The Online Manuscript Editor:
This revolutionary concept has completely erased all other forms of manuscript submission. The OME is a separate software application I wrote to facilitate the composition, editing and submission of scientific manuscripts over the Internet. Authors can either type or paste the content of a new manuscript into a form on the HSF Web site and transmit the data via the Internet to the HSF computers. The server assembles a final draft and requests the authors approval. Corrections can be made over the Web and the approved version is immediately sent to the Editorial Board who can begin the peer review process. There is no other system of its kind anywhere.
Full Color Graphics:
Black and white photographs from surgical cases are rarely useful for publication and instruction. The detail and contrast is poor. Tissue planes and anatomical structures are indistinct.
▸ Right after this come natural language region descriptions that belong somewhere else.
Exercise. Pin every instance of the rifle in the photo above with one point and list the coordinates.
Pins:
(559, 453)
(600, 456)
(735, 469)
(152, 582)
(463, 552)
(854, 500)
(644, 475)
To faithfully represent the surgeons visual perspective, full color imagery is needed. In a traditional journal, this means significant added expense for color separations and printing. Not only does this slow down journal production, but increases the costs which are then passed on to the author. The World Wide Web in combination with distributed CD-ROMs brings an end to the dependency on black and white, line drawings or artists sketches to illustrate what the surgeon sees through his/her eyes at the operating room table. The door is now open to publish multiple full color photographs, charts, graphs, etc in support of the scientific manuscript. Each copy of the HSF printed journal will include a cross-platform multimedia CD-ROM indexed with vivid color graphics for each article in the printed magazine. An icon will be included in the margin near each figure reference to clue the reader to the fact that the image is on the CD-ROM disk. This breakthrough allows the HSF to present color on the Web while distributing the same color graphics to the readership of the print journal without cost to the author.
Selective Emphasis:
Surgeons are scan readers. We berry-pick key information from a larger body of information. Each author knows more about the subject than reader. The HSF encourages authors to emphasize (in bold typeface) points that are key to understanding the manuscript. This draws the readers eyes to the essence of the presentation, which is what most busy surgeons are seeking as they peruse their journals.
Multimedia:
Surgeons are truly visual learners. We can see a procedure performed by someone else and learn nearly everything we need to duplicate that operation. The value of this learning skill is exemplified by the use of videotapes in virtually every cardiothoracic conference held in this era. However, until now there has been no equivalent teaching tool available in our scientific journal. The Video Journal of Cardiothoracic Surgery began this pathway, but the HSF is pioneering a full compendium of information besides the video images. The HSF multimedia journal provides a full scientific manuscript (methods, results, statistical analysis) in conjunction with the video and still color imagery, sound, and real-time diagnostics). For the first time, the scientific basis of a technique as well as the technique itself is published in synchrony and in a way that any surgeon can quickly and clearly assimilate. Affordable computers are now reaching in to every home and the HSF will surely give every surgeon a strong reason to join the technology age in front of the computer screen. By distributing the CD-ROM inside the journal, HSF manuscripts can be viewed simultaneously on screen and on paper. Imagine yourself in front of your office PC with your printed HSF journal opened to a new surgical technique. You are reading the Results section while at the same time reviewing full color movies of the procedure in slow motion, stop frame, or real time.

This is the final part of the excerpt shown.